Week-end de retrouvailles dont je garde une impression mitigée... Tous ces amis sont devenus des parents, ou vont bientôt le devenir, tellement gentils, aimants (surtout les pères! cela m'incite à penser que la génération de nos pères a vraiment vécu un âge d'or: facilité de trouver un emploi, de s'acheter un logement, sans beaucoup d'implication exigée à la maison - c'était vraiment un autre univers). Ils ne voient plus les choses de la même façon; par exemple, leur temps de concentration est désormais limité, et tout autre sujet que mariage, enfant, ou à la limite changement majeur de travail, ne mérite plus leur attention. On croit revenir comme le fils prodigue, mais personne ne s'en réjouit vraiment; comme un super-héros, mais le héros
Il y avait pourtant beaucoup à retenir. Par exemple, les répétitifs exemples de la "frugalité" dans l'entreprise (entendre, "austérité") et les réactions étonnées, envieuses, lorsqu'un ami travaillant pour un fournisseur automobile (!?) assurait qu'on "se gavait" dans son entreprise (entendre, bureaux décents, véhicules de fonctions, frais divers et variés, tout ce que la génération antérieure pouvait raisonnablement espérer obtenir).

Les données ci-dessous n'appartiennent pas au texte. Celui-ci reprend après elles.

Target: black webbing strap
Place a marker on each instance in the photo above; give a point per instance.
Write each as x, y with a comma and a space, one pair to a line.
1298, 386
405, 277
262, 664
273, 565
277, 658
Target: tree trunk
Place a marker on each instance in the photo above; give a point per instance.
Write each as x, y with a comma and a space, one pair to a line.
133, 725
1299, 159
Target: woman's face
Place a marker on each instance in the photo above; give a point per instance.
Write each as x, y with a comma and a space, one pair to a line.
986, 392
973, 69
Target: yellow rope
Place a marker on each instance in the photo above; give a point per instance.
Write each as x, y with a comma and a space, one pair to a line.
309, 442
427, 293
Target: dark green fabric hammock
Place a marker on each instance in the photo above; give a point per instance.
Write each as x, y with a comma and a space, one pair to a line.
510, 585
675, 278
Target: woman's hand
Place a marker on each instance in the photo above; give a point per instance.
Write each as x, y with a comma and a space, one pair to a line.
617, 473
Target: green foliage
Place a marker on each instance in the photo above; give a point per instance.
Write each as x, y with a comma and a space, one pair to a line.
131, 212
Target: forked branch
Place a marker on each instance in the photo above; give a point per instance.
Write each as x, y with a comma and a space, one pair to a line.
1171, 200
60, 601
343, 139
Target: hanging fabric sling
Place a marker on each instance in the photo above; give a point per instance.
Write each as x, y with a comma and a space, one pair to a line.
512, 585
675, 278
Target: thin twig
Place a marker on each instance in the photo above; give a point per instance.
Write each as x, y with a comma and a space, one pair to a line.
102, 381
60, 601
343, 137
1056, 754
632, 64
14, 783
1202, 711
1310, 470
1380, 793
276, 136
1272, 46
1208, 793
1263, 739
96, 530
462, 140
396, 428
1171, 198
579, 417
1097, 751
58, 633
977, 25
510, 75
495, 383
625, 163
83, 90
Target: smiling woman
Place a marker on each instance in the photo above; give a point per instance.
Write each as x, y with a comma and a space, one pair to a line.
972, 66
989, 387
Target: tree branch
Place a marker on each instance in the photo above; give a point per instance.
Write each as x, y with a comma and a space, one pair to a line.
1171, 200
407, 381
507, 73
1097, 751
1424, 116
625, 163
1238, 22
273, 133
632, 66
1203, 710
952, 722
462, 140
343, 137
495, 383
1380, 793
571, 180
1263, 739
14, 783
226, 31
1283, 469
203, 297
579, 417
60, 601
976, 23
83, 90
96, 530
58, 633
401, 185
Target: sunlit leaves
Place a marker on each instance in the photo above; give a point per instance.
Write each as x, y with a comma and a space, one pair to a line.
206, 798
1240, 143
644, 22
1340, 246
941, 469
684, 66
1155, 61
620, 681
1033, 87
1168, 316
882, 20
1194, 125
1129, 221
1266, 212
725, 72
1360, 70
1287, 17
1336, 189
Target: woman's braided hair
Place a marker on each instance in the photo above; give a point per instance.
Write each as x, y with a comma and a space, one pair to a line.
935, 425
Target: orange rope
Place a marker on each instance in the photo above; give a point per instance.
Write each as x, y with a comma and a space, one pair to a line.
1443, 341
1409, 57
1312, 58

Dans le même ordre d'idée, cet indien qui est retourné à Delhi après dix ans en Allemagne et à Londres, trouvant insupportable le discours de crise et de déclin dont il était environné: gardons en mémoire son franc éclat de rire quand je lui ai appris que le Royaume-Uni envisageait de quitter l'Union européenne (sans doute entrait dans sa réaction un peu de mépris post-colonial - mais il faut reconnaître que, vue d'Inde, l’Angleterre est sans doute bien peu de choses).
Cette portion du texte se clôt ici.